Shannon's informational entropy quantifies these considerations when the probability distribution of the source data is known. The meaning of the observed events (the meaning of the messages) does not matter in the definition of entropy. The latter takes into account only the probability of observing a certain event, therefore the information that it encapsulates is data on the possibilities underlying the distribution, and not on the significance of the events themselves. The properties of informational entropy remain the same as described above.

Information theory

The basic idea of information theory is that the more a person knows about a topic, the less information about it can be obtained. If the event is very likely, it is not surprising when it occurs and, therefore, provides little new information. Conversely, if the event was unbelievable, it was much more informative that the event occurred. Consequently, the content is an increasing function of the inverse probability of the event (1 / p).

Now, if more events happen, entropy measures the average information content that you can expect if one of the events happens. This means that stamping has more entropy than tossing a coin, because each crystal result is less likely than every coin result.

Features

Thus, entropy is a measure of the unpredictability of a state or, which is the same thing, of its average information content. For an intuitive understanding of these terms, consider an example of a political survey. Typically, such polls happen because the results of, for example, elections are not yet known.

In other words, the results of the survey are relatively unpredictable, and in fact, conducting it and studying the data provide some new information; these are just different ways of saying that the a priori entropy of the survey results is great.

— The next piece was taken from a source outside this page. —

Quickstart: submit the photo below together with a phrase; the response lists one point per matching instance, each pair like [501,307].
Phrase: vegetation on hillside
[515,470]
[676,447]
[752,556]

Now consider the case when the same survey is performed a second time shortly after the first. Since the result of the first survey is already known, the performance of the second survey can be well predicted, and the results should not contain much new information; in this case, the a priori entropy of the second survey result is small compared to the first.

Coin toss

Now consider an example of a coin toss. Assuming that the probability of tails coincides with the probability of an eagle, the entropy of the coin toss is very high, since it is a peculiar example of the informational entropy of a system.

This is due to the fact that it is impossible to predict that the outcome of the coin will be abandoned ahead of schedule: if we need to choose, the best thing we can do is to predict that the coin will fall by tails, and this prediction will be correct with a probability of 1/2. a coin toss has one bit of entropy, since there are two possible results that occur with equal probability, and studying the actual result contains one bit of information.

On the contrary, the flip of a coin using both sides with tails and without eagles has zero entropy, since the coin will always fall on this sign, and the result can be perfectly predicted.

Conclusion

If the compression scheme has no losses, that is, you can always restore the entire original message by unpacking, then the compressed message has the same amount of information as the original, but is transmitted with fewer characters. That is, it has more information or higher entropy for each character. This means that the compressed message has less redundancy.

Roughly speaking, the Shannon source coding theorem states: a lossless compression scheme cannot reduce messages on average to have more than one bit of information per message bit, but any value less than one bit of information per message bit can be achieved using a suitable scheme coding. The entropy of a message in bits, multiplied by its length, is a measure of how much general information is contained in it.